Im Jahr 1834 kauft die Herrschaft Rothenhaus den Sensenhammer im sächsischen Einsiedel/Rübenau und stellt ihn unter die Verwaltung des Kallicher Werkes. Er enthält ein Hammergerüst mit 3 Hämmern, 2 Feuern, ein hölzernes Balkengebläse und zwei 18 PS Wasserräder. Ebenso wurde die Straße zwischen Schmiedeberg, Preßnitz und Kallich fertiggestellt. Zum Eisenwerk Kallich gehörte inzwischen eine Erzpresse, Hochofen, eine Gießerei, ein Cupoloofen, drei Schmiedepressen, eine Stangenpresse, eine Schmiede, eine Zinnerei, ein Walzwerk und zwei Puddelöfen.

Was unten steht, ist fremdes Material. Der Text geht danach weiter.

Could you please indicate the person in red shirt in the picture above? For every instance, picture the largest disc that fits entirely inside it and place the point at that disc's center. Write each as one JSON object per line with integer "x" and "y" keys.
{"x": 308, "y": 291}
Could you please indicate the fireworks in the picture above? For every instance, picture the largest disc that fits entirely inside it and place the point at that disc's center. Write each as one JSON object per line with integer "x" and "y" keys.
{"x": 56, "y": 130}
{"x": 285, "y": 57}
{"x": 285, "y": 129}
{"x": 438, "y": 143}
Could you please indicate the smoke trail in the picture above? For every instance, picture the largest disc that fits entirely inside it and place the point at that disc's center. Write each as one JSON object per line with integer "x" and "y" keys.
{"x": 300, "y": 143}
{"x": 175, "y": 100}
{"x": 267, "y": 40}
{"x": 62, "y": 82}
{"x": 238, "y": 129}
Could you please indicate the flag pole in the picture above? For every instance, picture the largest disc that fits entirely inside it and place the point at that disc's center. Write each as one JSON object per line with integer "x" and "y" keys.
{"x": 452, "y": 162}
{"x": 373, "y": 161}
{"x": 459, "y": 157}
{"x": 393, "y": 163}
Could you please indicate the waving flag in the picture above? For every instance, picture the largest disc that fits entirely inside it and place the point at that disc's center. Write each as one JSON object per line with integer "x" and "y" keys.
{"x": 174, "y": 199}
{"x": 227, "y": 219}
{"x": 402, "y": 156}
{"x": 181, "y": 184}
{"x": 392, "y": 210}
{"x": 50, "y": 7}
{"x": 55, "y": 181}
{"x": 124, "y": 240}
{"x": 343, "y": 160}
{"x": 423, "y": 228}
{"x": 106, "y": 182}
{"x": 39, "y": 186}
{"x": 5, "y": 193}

Zur weiteren Steigerung der Produktion englischer Spiegelbleche wurde 1842 ein neues Zinnhaus erbaut, 1844 folgt die Errichtung eines Essigofens, 1845/46 errichtete man ein Puddelwalzwerk. 1853 werden Hochofen und Gießerei umgebaut und erweitert, damit können dann wöchentlich 100 bis 120 Kilo Roheisen abgestochen werden.

Das ständige Anwachsen der Holzpreise erforderte eine Änderung der Befeuerung der Öfen. Es erfolgte eine Umstellung auf Torf als Feuerungsmaterial.  Dazu wurden 4 Torfstiche eröffnet, in denen in jedem Jahr 8 bis 10 Millionen Torfziegel gestochen wurden. Diese ersetzten 1100 bis 1800 Klafter [3300 bis 5400 Raummeter] Holz. Dies brachte Arbeit für 50 bis 60, im Sommer für bis zu 100 Torfstecher.

1856 beginnt man mit der Puddelstahlproduktion. Dazu muß ein Stahlhammer errichtet werden und eine Stabhütte umgerüstet, um schmiedeeiserne Gasröhren zu erzeugen.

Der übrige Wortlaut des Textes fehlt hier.